Markets and Currencies

When a mutual fund buys stocks or bonds on a foreign exchange, it must use the local currency -- pounds in England, euros in Frankfurt and Paris, yen in Japan and pesos in Mexico City. The fund manager converts the U.S. dollars that shareholders have invested in the fund into the new currency at the going rate, which fluctuates by the minute while the currency markets are open (which is 24 hours a day, Sunday evening through Friday afternoon).

Dollar Strength and NAV

When the dollar rises, local currencies become cheaper, as do the securities denominated in those currencies.

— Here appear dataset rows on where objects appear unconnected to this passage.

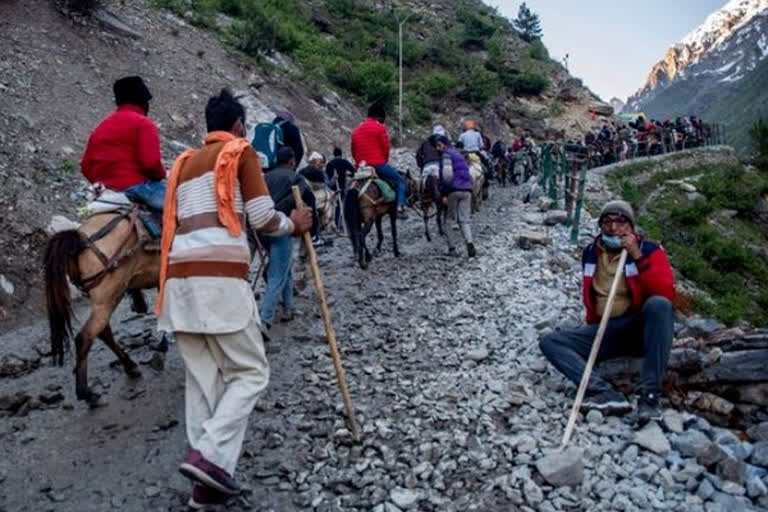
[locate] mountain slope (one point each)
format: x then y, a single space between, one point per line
56 74
715 72
728 44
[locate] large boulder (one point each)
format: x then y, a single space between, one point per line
601 109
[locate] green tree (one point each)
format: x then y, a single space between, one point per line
759 134
528 23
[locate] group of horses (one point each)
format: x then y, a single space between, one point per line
111 255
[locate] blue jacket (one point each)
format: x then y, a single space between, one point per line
454 171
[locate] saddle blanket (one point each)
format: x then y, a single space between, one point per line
106 201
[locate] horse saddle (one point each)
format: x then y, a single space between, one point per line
367 175
112 201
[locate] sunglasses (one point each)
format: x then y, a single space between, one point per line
614 219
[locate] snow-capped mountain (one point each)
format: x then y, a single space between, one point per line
725 48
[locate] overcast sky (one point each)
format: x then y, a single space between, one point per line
613 43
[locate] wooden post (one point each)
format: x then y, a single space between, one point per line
328 325
595 349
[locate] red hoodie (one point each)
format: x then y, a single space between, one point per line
370 143
651 275
123 150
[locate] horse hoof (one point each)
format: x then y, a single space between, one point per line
133 371
95 401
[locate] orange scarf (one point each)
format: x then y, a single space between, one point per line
224 178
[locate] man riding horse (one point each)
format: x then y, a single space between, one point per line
370 144
123 152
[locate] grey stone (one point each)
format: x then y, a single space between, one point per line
733 488
725 437
759 432
152 491
690 443
740 451
756 471
555 217
652 438
733 470
532 492
6 285
630 454
711 455
562 468
673 421
478 354
756 488
705 490
692 470
594 417
760 454
404 498
704 326
532 239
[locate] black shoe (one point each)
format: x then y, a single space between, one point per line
648 408
607 402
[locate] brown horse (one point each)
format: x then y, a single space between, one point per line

That means an international fund's holdings will lose value when the fund fixes the daily net asset value or NAV: the total assets in the fund divided by the number of outstanding shares. With everything else remaining equal, U.S. investors in international funds loses out when the dollar rises.

Dollar Weakness

The foreign stocks and bonds held in the portfolio of your international fund gains value when the dollar falls. This is true whether the stocks are traded on a foreign exchange or the fund is holding American Depository Receipts on a U.S. exchange. The ADRs represent shares of foreign companies; although they are bought and sold in dollars, they respond to public supply and demand, and the market generally reacts favorably when their local currencies are rising.

Other Factors

Fluctuating exchange rates have long-term effects as well. When the dollar is trending down over a period of months, foreign goods become more expensive and companies selling to the U.S. market sees competition rise and sales drop off. When the dollar rises, foreign goods get cheaper, and foreign companies enjoy an advantage over domestic producers. An international fund will explain its investment and geographical focus in a prospectus; smart fund-buyers will study and research this information before committing their hard-earned dollars.